Tintinhull Garden, near Yeovil, in South Somerset.



The National Trust’s Tintinhull Garden is east of Yeovil and just a mile or so south of the A303 in Somerset.  Tintinhull is well signposted and the Garden is easy to find just off the centre of the village; its small, but adequate car park only a few yards beyond the Crown and Victoria pub.
The National Trust's Tintinhull House, near Yeovil, in South Somerset.
Cedar Court in Tintinhull Garden, South Somerset.


I visited on a very warm Monday lunchtime in June and found the gardens tranquil and uncrowded.

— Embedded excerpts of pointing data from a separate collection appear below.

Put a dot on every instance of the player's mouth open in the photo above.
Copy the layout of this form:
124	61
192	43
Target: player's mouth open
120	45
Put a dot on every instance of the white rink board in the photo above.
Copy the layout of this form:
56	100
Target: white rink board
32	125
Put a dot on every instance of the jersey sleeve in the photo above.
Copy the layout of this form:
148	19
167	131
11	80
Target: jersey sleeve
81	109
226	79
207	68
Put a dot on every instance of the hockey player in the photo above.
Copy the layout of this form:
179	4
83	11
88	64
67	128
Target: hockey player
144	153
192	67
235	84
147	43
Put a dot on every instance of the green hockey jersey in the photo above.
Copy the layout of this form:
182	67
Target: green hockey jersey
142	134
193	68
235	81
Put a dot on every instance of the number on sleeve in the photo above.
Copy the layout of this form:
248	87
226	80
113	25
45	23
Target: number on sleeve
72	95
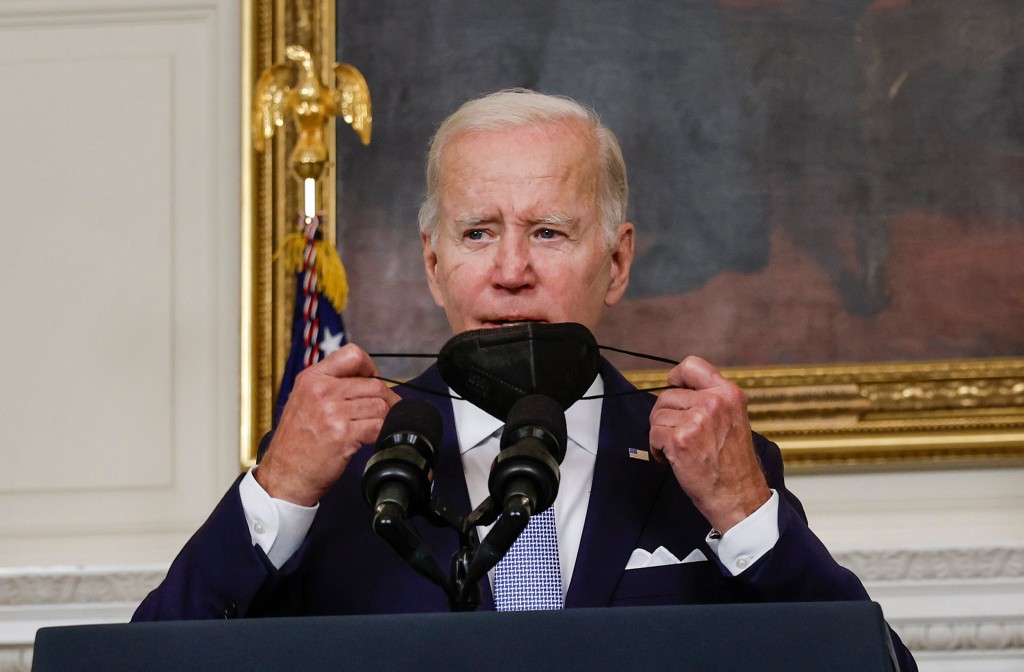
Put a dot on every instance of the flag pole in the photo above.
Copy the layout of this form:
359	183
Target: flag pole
294	90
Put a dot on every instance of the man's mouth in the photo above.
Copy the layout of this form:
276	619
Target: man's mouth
509	322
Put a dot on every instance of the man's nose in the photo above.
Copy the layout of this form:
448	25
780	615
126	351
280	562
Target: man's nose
513	267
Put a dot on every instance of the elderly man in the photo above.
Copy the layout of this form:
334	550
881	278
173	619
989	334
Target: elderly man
524	221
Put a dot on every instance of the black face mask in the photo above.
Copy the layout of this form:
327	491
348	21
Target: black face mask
495	368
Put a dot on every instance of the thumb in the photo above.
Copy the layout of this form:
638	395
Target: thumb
695	373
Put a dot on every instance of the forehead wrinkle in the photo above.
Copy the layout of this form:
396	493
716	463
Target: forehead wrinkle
468	220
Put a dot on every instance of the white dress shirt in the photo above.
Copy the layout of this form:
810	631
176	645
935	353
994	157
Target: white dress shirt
280	527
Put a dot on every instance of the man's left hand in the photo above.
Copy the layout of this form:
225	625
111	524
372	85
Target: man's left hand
700	428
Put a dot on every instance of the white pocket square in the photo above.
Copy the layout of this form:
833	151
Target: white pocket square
640	558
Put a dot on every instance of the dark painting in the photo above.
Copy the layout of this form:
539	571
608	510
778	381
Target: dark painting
812	181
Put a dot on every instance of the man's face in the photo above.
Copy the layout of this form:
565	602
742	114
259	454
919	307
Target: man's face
519	237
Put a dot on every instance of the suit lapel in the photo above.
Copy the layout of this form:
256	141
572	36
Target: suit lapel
622	495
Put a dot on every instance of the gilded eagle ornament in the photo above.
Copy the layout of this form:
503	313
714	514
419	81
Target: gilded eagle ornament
295	89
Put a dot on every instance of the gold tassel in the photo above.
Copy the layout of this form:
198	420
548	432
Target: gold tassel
332	281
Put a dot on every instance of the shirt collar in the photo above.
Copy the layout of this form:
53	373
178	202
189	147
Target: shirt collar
583	421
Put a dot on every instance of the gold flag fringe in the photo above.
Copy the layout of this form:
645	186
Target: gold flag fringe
332	281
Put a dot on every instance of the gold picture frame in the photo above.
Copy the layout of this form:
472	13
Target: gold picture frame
863	416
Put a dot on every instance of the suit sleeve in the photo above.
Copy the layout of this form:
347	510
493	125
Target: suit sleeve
800	568
219	573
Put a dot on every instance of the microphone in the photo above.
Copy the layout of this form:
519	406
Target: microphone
397	476
524	477
532	446
396	480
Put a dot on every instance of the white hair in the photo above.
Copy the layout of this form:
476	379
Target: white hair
520	108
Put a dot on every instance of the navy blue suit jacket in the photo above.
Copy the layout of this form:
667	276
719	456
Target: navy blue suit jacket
344	568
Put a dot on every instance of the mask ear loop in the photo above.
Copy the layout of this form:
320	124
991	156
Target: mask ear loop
638	390
420	388
402	383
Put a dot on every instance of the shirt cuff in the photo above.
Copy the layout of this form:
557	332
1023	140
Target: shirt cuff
743	544
274	525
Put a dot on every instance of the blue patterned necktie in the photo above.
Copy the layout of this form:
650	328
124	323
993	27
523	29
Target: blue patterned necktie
529	577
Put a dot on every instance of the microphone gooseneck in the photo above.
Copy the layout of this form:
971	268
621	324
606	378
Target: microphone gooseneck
524	477
396	480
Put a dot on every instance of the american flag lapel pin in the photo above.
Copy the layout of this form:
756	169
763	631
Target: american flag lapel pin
639	455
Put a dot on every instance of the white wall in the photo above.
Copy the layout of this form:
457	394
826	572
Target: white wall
119	286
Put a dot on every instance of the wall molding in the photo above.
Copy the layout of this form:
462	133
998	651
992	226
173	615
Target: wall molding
935	564
56	596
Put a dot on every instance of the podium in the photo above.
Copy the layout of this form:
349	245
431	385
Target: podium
835	636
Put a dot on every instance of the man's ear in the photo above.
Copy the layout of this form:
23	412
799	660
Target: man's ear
622	261
430	265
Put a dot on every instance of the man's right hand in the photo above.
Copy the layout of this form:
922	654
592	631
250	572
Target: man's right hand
334	409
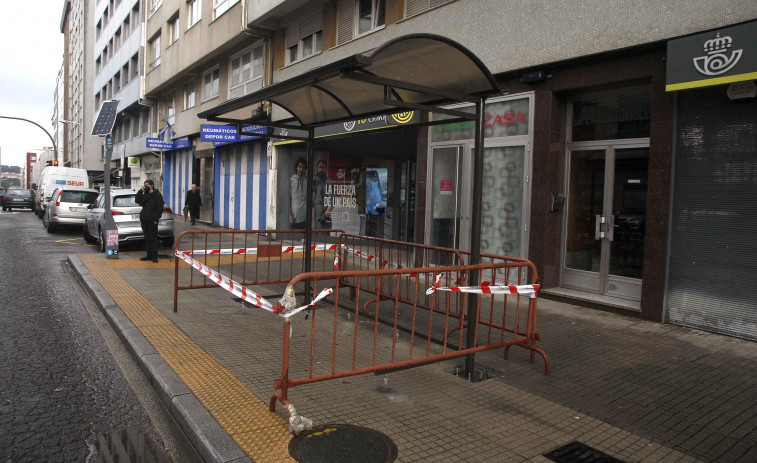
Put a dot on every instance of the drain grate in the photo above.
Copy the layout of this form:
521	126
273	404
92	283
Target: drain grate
578	452
342	443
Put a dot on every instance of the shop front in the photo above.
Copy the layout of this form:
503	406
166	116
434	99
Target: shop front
371	169
505	207
713	225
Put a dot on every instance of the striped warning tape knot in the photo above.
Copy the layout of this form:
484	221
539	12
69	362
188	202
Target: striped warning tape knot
247	294
486	288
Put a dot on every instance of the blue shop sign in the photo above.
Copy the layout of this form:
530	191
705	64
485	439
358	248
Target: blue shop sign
225	134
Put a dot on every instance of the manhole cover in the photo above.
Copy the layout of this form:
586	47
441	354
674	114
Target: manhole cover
342	443
578	452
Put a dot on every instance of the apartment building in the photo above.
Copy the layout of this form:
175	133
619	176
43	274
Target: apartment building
602	163
200	53
80	148
118	75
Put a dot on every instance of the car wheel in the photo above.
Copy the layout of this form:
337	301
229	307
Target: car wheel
87	237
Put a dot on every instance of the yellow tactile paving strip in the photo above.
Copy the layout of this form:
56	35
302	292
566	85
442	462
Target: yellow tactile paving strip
261	434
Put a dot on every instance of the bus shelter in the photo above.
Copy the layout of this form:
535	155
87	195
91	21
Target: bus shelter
419	72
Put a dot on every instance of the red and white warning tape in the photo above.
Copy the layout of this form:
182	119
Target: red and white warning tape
237	251
229	285
526	290
247	294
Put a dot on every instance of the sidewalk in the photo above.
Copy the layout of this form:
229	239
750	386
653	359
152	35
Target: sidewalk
636	390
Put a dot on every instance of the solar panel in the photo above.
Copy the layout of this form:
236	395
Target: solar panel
105	118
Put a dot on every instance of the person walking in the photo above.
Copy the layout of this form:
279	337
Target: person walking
193	203
298	196
152	209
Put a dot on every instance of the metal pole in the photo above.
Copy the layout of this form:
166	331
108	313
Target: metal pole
309	210
475	255
55	146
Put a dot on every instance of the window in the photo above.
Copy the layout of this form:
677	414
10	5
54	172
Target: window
221	6
154	45
173	29
303	37
154	5
145	127
194	12
370	15
134	67
190	94
135	127
169	110
356	17
210	84
245	68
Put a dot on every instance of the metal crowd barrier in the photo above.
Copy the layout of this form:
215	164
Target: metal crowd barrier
333	344
371	304
250	257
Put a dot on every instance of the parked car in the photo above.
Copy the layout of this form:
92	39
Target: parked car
125	211
67	206
15	198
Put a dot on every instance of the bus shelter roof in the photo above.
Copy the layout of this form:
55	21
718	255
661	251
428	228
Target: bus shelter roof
412	72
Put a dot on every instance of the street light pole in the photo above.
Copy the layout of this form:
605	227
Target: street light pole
55	146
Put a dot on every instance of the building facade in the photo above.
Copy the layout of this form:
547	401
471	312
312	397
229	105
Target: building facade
119	74
81	149
199	54
583	155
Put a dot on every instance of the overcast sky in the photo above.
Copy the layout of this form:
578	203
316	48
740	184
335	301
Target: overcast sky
31	53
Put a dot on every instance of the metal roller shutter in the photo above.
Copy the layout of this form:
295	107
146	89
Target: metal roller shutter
712	275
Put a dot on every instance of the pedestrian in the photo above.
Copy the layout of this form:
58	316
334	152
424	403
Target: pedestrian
193	203
298	196
152	209
323	202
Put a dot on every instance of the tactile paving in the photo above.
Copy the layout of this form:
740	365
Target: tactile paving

As I explored, at any one time I found only two or three other people in each of the seven gardens – ideal for taking photos.

The 17th century house and garden was bought by Phyllis Reiss and Captain Reiss in 1933.  Over the years Phyllis designed and created the Arts and Craft style garden, and upon her death in 1961 left the house and its grounds to the National Trust.  The gardens were further developed by Penelope Hobhouse and her husband Professor Malins when they took over the tenancy twenty years after Phyllis Reiss’s death. 
The vegetable garden at Tintinhull.
The Pool Garden at Tintinhull.


The Pool Garden was designed by Phyllis Reiss as a poignant tribute to her nephew, Sub-Lieutenant (A) John Michael Lucas, (RNVR), a Fleet Air Arm fighter pilot.  At the age of 21 he was killed in action while flying from the aircraft carrier HMS INDOMITABLE on 12th August 1942 during operation Pedestal, the hard fought five day convoy battle which successfully relieved the siege of Malta. 
The memorial plaque in the Pool Garden at Tintinhull remembering John Michael Lucas, Sub-Lieutenant (A), (RNVR).


Before leaving Tintinhull, which is mentioned in the Domesday Book, I took an enjoyable stroll back to the centre of the village.  Paul Newman in his Somerset Villages (Robert Hale – London, 1986) describes it as: “. . . yet another bright star in the galaxy of Hamstone havens.  The quarried blocks have weathered so beautifully here that many of the buildings might have been composed of chunks of tarnished gold.”  Newman’s evocative word picture of Tintinhull has certainly stood the test of time.